Skorohodnaya Road stretched out before her, streaked with silver like spilled paint. Wherever the silver lay it wriggled, eating into the stone until it boiled. Infantrymen with silver-plashed chests marched through the houses, bashing in windows with the butts of their rifles, calling inside with their faraway voices, bayoneting the taverns until the walls bled. From everywhere came the sound of glass shattering.

And leaning against the rear wall of the magicians’ cafe, piled up with pale flowers and ribbons as though they were meant to be presents, rested Zemlehyed, mud trickling from a gash in his stony head, and Naganya, her iron jaw stove in, and Madame Lebedeva, a neat bullet hole blooming over her heart. She had painted her eyes red, of course, to match. Their dark stares tilted towards the dawn, but saw nothing.

PART 3

Ivanushka

You enter here, in helmet and greatcoat,

Chasing after her, without a mask.

You, Ivanushka of the old tales,

What ails you today?

So much bitterness in your every word

So much darkness in your love

And why does this stream of blood

Disturb the petal of your cheek?

—ANNA AKHMATOVA

14

All These Dead

In the autumn, when the woodsmoke hung golden and thick and the snow tested the wind with white fingers, a young officer walked alone down a long, thin road, smoking a long, thin cigarette.

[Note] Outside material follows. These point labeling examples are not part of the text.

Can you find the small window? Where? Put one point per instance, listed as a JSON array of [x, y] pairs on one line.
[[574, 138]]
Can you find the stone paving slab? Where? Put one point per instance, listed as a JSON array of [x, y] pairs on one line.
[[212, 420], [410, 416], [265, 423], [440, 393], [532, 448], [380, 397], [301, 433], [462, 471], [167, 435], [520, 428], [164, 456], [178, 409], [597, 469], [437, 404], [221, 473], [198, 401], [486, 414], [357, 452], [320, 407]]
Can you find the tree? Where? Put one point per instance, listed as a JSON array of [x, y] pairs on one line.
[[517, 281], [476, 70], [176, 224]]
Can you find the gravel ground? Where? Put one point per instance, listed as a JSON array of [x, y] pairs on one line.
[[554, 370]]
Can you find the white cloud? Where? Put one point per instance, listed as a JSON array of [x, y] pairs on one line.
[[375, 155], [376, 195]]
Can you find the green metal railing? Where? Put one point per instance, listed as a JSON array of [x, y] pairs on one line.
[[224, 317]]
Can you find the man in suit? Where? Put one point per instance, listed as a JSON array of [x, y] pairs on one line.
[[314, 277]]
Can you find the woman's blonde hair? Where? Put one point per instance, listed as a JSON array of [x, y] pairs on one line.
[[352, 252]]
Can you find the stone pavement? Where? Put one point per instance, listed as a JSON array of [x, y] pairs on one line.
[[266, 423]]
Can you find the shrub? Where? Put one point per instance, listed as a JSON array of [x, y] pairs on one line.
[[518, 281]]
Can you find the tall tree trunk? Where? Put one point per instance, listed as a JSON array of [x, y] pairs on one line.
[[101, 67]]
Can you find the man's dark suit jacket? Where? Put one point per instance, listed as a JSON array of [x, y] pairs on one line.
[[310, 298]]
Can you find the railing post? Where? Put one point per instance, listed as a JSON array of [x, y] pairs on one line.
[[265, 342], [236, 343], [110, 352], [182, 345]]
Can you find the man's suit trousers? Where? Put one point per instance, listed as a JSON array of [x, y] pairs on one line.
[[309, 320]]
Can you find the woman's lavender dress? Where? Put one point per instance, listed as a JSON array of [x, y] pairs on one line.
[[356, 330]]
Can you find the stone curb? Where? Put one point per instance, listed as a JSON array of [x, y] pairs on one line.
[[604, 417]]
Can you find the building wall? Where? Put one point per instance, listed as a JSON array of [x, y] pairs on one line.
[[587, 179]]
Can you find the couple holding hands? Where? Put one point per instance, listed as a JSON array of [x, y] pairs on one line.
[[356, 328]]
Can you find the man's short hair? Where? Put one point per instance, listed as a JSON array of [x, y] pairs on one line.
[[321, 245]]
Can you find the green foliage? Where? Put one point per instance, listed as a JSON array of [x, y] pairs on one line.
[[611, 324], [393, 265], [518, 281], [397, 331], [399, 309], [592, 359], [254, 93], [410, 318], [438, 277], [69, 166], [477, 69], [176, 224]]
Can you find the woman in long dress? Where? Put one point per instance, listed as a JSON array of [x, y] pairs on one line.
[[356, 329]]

He enjoyed his cigarette, sucking smoke with relish, taking his time. Tobacco was precious, one of his few privileges as an officer. It was like smoking gold. Little shivers of delight ran down his spine as the cold sun hit his smoke, splitting into paradisiacal rays. His boots crunched on the frosted dirt of the road, and that too, he enjoyed: the crisp, bright sound of his own steps through the broad-leafed forest, the warmth of his woolen coat and fur cap, the meeting of cigarette and frozen dirt and yellow leaves and Ivan Nikolayevich, for whom the morning proceeded exceedingly well.

Ivan had already tasted not only tobacco but butter that day. The memory of his knife scraping over fried bread and leaving a trail of glistening salted cream still thrilled him. He had begun to think butter a prize from some mythical tale, like a firebird’s feather. But even now his blood beat faster recalling the slip of grease on his bread. His bones felt strong, his legs big enough to take three rivers in one stride. Just last Saturday, during his mandatory volunteer labor, he had picked more apples than any of the city boys, those brainy students with glasses and sloppy hair. The pleasant hum of his muscles and the taste of his one stolen apple, hard and sweet and sour, still hung around him like a bright, beery haze. What to do with this surplus of good feeling and big legs? Ivan Nikolayevich had taken up the jewel of his lunch break and gone for a walk in the larch forest beyond the fences of his camp.